Transformation of MAX Efficiency™ DH5α™ Competent Cells

Day 1

• Add 25µL of bacteria to the bottom of a polypropylene 14mL Falcon tube (352059). Place on ice.
• Add either 0.5µL of 100ng/µL plasmid or 1 to 5µL of a ligation mix to the bacteria. Mix gently by shaking. Leave on ice for 30 minutes
• Preheat the SOC medium and waterbath to 42ºC.
• Perform a heat shock. Place cells at 42ºC for 30 to 45 seconds. Return to ice for 2 minutes.
• Add 0.5mL SOC medium.
• Place in shaking incubator at 37ºC for 1 hour.
• Plate and spread on plates containing 50µg/mL of a specific antibiotic resistance markers. Incubate overnight at 37ºC for maximum 16 hours.

Day 2

• Add 3mL of LB medium containing 50µg/mL of a specific antibiotic resistance marker to a 14mL polystyrene Falcon tube (352057).
• Pick a single colony using a Inoculation loop.

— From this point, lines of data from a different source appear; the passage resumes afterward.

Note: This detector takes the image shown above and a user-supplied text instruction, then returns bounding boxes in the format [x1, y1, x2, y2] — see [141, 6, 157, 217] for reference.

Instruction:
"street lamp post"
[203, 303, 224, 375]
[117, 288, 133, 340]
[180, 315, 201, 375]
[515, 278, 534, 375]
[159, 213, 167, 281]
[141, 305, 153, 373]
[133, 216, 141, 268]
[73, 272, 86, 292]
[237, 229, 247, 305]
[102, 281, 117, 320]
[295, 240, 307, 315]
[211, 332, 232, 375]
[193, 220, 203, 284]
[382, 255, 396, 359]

Transfer colony into medium and shake. In order to perform a miniprep, grow at 37ºC overnight and skip to 'Day 3'. Otherwise, grow for 3 to 4 hours and continue.
• Add 70mL LB medium containing 50µg/mL of a specific antibiotic resistance marker to a sterile erlenmeyer.
• Add the bacteria to the new medium: ½ of the medium in the Falcon if the growth is visible, all of the medium if the solution is still clear.
• Place erlenmeyers in shaking incubator at 37ºC overnight or for maximum 16 hours.

Day 3

• Harvest plasmids using mini-, midi- or maxiprep kit.